MKL provider : OSX vs Windows performance

lionpeloux commented 8 years ago

Hello,

I've started a simple bench. I need to do lots of vector computations for a spring-mass system. For a standard system, my algorithm will run about 1e5 iterations moving about 1e4 points (x,y,z) at each iterations.

I'm investigating how the MKL provider could speed up of my computations. I'm also investigating 2 different layouts for my data structure :

Array of Structure (AoS)
Structure of Arrays (SoA)

based on A Guide to Vectorization with Intel® C++ Compilers :

The most common and likely well known data structure is the array, which contains a contiguous collection of data items that can be accessed by an ordinal index. This data can be organized as an Array Of Structures (AOS) or a Structure Of Arrays (SOA). While AOS organization is excellent for encapsulation it can be poor for use of vector processing. Selecting appropriate data structures can also make vectorization of the resulting code more effective.

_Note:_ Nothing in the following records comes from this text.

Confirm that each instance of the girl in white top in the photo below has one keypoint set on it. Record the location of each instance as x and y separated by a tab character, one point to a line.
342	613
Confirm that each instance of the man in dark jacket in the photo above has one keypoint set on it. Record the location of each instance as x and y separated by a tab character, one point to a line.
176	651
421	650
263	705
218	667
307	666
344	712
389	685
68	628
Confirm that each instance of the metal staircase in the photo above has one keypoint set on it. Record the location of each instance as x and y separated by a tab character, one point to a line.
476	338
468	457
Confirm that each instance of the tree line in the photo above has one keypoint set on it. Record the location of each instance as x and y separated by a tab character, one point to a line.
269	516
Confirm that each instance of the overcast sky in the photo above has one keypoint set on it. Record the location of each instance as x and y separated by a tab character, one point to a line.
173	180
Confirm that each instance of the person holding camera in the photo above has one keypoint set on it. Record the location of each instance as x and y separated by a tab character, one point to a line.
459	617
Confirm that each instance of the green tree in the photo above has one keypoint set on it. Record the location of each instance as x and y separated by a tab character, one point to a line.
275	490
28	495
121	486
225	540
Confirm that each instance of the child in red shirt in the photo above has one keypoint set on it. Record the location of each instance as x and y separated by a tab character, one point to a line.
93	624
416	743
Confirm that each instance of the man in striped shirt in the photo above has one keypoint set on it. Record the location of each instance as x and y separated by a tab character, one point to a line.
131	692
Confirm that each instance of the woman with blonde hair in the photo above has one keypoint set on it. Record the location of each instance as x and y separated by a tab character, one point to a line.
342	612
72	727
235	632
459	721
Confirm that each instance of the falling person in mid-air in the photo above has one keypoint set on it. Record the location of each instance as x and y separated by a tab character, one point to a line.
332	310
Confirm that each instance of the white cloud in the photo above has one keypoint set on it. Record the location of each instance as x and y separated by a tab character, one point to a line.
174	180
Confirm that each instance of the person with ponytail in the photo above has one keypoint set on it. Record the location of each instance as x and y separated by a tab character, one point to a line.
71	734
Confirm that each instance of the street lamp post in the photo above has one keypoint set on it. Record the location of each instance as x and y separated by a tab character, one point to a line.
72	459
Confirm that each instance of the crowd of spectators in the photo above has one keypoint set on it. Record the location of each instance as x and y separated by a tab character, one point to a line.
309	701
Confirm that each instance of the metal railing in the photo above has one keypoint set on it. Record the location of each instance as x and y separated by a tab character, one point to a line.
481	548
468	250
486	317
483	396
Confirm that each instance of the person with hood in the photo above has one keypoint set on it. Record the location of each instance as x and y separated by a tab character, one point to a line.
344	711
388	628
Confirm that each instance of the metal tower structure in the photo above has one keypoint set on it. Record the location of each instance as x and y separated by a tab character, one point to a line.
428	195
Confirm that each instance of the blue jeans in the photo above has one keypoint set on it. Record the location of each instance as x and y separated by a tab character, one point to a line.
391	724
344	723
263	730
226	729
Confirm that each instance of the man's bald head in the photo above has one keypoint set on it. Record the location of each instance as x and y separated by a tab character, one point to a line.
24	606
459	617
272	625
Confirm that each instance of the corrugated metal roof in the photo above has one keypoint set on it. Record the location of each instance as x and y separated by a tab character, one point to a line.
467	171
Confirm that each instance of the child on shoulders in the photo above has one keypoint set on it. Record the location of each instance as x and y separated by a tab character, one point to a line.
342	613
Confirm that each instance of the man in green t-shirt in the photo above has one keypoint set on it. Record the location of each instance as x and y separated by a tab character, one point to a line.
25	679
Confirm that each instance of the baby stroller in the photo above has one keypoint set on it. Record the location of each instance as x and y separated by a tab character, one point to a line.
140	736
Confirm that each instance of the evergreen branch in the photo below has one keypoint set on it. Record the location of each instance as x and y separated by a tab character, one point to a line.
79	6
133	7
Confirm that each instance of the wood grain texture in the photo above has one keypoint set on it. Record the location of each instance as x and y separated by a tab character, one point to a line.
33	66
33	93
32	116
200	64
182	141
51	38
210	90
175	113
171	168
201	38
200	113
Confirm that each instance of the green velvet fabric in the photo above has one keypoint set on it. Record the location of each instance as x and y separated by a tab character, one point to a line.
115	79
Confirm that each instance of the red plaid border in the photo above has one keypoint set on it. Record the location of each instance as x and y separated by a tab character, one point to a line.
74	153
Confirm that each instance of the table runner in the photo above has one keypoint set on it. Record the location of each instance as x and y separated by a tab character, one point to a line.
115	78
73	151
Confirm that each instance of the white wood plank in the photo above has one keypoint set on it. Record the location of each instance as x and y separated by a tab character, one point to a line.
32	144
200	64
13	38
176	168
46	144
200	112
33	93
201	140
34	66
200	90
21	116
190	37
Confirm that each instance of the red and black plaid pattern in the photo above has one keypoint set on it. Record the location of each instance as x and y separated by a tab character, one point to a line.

I've remarked, using the sample of code given bellow, that performance is very different between Mono Mac and Windows with the MKL provider.

The bench does pointwise multiplication of double vectors of size N = 10000.

For the AoS layout, the data is organized in a jagged array double[1000][10].
For the SoA layout, the data is organized in a single array or mathnet.vector double[10000].

Here are the results. CPU timing is given in ns per elementary operation (= total CPU time in s x 1e9 / N).

Results for MAC MONO under Yosemite (macbook core i7)
AOS (naive loop) = 6,46 ns/elop
AOS (mathnet managed) = 24,31 ns/elop
AOS (mathnet mkl) = 32,32 ns/elop
SOA (naive loop) = 4,9 ns/elop
SOA (mathnet managed) = 4,26 ns/elop
SOA (mathnet mkl) = 21,36 ns/elop

Results for Windows 7 via VMWARE (macbook core i7)
AOS (naive loop) = 7,19 ns/elop
AOS (mathnet managed) = 19,2 ns/elop
AOS (mathnet mkl) = 14,49 ns/elop
SOA (naive loop) = 4,12 ns/elop
SOA (mathnet managed) = 4,92 ns/elop
SOA (mathnet mkl) = 0,52 ns/elop

Do you know why there's a huge difference between Mac Mono and Windows with the basic pointwise multiplication (x40) ?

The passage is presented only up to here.